Schwangerschaftsabbruch mit einem Prostaglandin

Kundenfrage

Bitte helfen Sie mir. Ich habe vor zwei Wochen den Termin für eine Abtreibung gemacht und bereits die Prostaglandintabletten bekommen. Kurzfristig habe ich mich umentschieden, dachte es gäbe einen Weg das Kind zu behalten. Nun bin ich in der zehnten Woche und mir sicher dass ich das Kind nicht will. Darf ich mir die Tabletten nun rein rechtlich einführen und somit Wehen auslösen die zum Tod des Embryos führen?

Gepostet: vor 2 Jahren.
Kategorie: Gynäkologie
Experte:  Dr.Scheufele hat geantwortet vor 2 Jahren.
Hallo,
grundsätzlich ist in Deutschland vor einem Schwangerschaftsabbruch ein Beratungsgespräch gesetzlich vorgeschrieben, ich vermute, dass dies in Ihrem Fall stattgefunden hat.
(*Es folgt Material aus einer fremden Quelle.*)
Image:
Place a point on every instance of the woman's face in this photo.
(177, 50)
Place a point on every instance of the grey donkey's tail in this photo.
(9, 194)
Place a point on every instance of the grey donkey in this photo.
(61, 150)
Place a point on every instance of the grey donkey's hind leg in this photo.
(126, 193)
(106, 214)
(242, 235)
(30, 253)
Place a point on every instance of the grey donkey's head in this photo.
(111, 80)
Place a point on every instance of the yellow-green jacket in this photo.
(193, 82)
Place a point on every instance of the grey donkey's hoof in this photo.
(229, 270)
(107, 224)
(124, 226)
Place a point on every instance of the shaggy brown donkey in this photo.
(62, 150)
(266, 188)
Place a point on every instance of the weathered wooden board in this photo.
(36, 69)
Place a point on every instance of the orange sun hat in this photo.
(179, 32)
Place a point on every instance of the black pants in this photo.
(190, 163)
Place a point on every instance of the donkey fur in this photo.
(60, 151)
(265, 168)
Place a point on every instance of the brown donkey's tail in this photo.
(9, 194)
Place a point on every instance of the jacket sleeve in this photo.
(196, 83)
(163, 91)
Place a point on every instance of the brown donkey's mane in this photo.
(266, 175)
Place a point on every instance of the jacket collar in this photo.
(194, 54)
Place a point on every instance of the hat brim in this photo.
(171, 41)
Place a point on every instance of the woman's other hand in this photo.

Der rein medikamentöse Schwangerschaftsabbruch mit Mifegyne ist dann nur bis zur 9.SSW möglich, danach kann man mit einem Prostaglandin (Cytotec) eine Blutung auslösen, nach der meist noch eine Absaugung, oder Ausschabung notwendig ist. Dies kann bei Ihnen in Absprache mit dem Frauenarzt durchaus durchgeführt werden.
Mit freundlichen Grüssen,
Dr. N. Scheufele
Kunde: hat geantwortet vor 2 Jahren.

Also ich habe nur das Prostaglandin mit nachheriger Ausschabung. Beratung wurde gemacht. Darf ich die Tabletten nun einnehmen? Eine Ausschabung folgt dann.

Experte:  Dr.Scheufele hat geantwortet vor 2 Jahren.
Hallo,
ja, dann können Sie problemlos so vorgehen. Die Absprache sollte dann nur dazu dienen, den Termin für die Ausschabung festzulegen.
Ich wünsche Ihnen alles Gute für den weiteren Verlauf.